Q-Frame: Query-aware Frame Selection and Multi-Resolution Adaptation for Video-LLMs
Shaojie Zhang, Jiahui Yang, Jianqin Yin, Zhenbo Luo, Jian Luan
TL;DR
Q-Frame tackles long-form video understanding by making frame selection query-aware and adapting resolution to content and query without training. It employs a CLIP-based cross-modal retrieval to score frames, uses the Gumbel-Max trick to sample informative frames, and assigns high/medium/low resolutions to balance detail and compute under a token budget. Experiments on MLVU, LongVideoBench, and Video-MME demonstrate consistent improvements over uniform sampling across multiple Video-LLMs, especially for longer videos and query-dependent tasks. The method is plug-and-play and model-agnostic, suggesting broad applicability for Video-LLMs in diverse video understanding tasks.
Abstract
Multimodal Large Language Models (MLLMs) have demonstrated significant success in visual understanding tasks. However, challenges persist in adapting these models for video comprehension due to the large volume of data and temporal complexity.

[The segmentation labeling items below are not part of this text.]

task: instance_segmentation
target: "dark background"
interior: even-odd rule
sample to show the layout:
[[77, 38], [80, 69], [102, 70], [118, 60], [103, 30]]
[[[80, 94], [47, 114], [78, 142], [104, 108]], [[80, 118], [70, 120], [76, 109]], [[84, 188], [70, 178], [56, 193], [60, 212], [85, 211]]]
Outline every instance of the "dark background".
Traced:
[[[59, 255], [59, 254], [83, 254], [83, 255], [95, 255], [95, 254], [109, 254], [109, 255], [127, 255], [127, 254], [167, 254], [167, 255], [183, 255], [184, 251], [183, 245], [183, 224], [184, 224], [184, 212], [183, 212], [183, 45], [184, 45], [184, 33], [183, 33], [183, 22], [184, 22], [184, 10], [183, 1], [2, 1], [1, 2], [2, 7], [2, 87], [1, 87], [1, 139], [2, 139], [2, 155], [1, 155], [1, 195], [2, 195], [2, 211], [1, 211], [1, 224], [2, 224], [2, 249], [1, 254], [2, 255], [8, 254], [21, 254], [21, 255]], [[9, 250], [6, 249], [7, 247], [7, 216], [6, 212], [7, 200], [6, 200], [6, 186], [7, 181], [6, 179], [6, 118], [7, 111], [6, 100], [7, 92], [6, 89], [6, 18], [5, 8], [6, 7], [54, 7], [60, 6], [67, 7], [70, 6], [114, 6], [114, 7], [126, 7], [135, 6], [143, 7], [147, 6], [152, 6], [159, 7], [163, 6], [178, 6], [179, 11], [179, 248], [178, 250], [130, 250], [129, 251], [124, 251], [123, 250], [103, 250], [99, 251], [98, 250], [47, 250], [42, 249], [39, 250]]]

Existing Video-LLMs using uniform frame sampling often struggle to capture the query-related crucial spatiotemporal clues of videos effectively. In this paper, we introduce Q-Frame, a novel approach for adaptive frame selection and multi-resolution scaling tailored to the video's content and the specific query. Q-Frame employs a training-free, plug-and-play strategy generated by a text-image matching network like CLIP, utilizing the Gumbel-Max trick for efficient frame selection. Q-Frame allows Video-LLMs to process more frames without exceeding computational limits, thereby preserving critical temporal and spatial information. We demonstrate Q-Frame's effectiveness through extensive experiments on benchmark datasets, including MLVU, LongVideoBench, and Video-MME, illustrating its superiority over existing methods and its applicability across various video understanding tasks.